Although guarantees have been the subject of criticism for inflating prices, it is hard to imagine returning to a market without them. “When you look at the performance of an artist, you cannot ignore whether or not some of his or her works were covered by third-party guarantees, because this is going to affect the prices,” Bourron says. “If you sell your work without a guarantee, you cannot expect to have the same performance.”
Schachter likens auctions with heavily guaranteed lots selling on one bid to the backer to “a dog and pony show… they’re bringing out these paintings that are, in effect, pre-transacted”. At a conference in April, Amy Cappellazzo, the chairman of fine art at Sotheby’s, seemed to suggest that auctions could become obsolete, because “by the time [the sale] happens, everything that was spontaneous and interesting has already happened”.
Manufacturing a new price level for an artist by giving an artificially high third-party guarantee is possible, but costly to maintain. “Manufacturing prices at auction is expensive; you have to pay a lot of money to the auction house,” Philbrick says. “The market is often too savvy for that. Just because one work sells for X amount, it doesn’t mean that everyone is going to start buying for that amount.”
Although it is currently dominant, the auction market for post-war and contemporary art is only around 20 years old. Only when those with vested interests in artists who regularly appear at auction with third-party guarantees (such as Basquiat, Warhol and Richter) retire or die, or when tastes inevitably change, will these multi-million prices be revealed as being built on firm foundations—or on stilts.

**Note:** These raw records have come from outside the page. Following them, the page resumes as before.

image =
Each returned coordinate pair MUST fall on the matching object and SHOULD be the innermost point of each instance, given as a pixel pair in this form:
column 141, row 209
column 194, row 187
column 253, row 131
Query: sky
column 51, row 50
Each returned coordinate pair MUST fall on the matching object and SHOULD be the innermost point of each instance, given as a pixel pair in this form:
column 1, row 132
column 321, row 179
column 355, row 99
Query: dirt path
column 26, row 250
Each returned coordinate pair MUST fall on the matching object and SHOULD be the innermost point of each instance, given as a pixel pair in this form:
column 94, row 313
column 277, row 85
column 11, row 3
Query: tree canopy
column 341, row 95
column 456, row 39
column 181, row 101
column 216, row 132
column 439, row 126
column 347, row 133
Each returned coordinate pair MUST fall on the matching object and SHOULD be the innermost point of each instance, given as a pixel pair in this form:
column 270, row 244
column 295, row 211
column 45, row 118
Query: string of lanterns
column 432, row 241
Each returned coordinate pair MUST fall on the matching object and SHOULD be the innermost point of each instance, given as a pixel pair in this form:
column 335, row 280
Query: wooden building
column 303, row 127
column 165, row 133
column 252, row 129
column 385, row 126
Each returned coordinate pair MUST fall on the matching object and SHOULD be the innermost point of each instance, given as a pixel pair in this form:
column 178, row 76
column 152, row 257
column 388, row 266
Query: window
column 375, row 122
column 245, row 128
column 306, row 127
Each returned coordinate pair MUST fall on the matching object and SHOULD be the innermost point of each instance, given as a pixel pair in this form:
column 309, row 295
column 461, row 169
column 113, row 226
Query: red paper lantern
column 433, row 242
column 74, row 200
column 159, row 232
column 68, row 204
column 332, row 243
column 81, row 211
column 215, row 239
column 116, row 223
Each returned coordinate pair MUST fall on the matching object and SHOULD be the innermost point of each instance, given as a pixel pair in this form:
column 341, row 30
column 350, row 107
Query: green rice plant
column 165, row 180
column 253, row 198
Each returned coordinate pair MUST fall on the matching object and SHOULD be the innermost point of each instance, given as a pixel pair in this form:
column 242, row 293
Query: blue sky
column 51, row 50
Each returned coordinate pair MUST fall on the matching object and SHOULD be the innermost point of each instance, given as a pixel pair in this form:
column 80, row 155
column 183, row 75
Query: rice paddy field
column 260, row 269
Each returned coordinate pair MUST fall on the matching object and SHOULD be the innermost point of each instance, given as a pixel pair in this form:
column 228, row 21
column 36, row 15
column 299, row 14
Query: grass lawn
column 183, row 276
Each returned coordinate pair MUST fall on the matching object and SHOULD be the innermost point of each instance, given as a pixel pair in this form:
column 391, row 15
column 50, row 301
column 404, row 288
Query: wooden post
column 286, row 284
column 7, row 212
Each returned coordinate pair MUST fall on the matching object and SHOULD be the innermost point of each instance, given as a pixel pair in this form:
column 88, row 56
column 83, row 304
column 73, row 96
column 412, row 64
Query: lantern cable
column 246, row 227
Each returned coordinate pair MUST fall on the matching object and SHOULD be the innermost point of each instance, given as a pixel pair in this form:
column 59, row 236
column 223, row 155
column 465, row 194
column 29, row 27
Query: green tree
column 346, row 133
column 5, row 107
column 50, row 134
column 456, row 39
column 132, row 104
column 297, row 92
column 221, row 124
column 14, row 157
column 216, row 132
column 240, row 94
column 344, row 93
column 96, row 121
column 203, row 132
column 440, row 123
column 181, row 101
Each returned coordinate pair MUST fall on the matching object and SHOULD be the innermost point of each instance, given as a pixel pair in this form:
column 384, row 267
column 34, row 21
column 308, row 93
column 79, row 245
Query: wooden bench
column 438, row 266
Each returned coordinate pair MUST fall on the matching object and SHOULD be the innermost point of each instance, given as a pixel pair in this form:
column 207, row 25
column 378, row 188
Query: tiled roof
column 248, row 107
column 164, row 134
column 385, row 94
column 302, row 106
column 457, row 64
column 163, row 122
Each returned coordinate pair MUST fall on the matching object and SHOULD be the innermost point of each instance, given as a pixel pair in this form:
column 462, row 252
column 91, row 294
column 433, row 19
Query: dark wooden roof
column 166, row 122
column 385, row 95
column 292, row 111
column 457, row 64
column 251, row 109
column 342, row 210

How auction guarantees work
Guarantees ensure that a work is pre-sold at a minimum amount, either backed by the auction house itself (house guarantee) or by a third party, who receives some of the upside should the work sell for more (typically 20%-30% of the overage above the guarantee, although this can be as low as 10% or as high as 50%). The more risk a third party takes on, the higher the potential reward.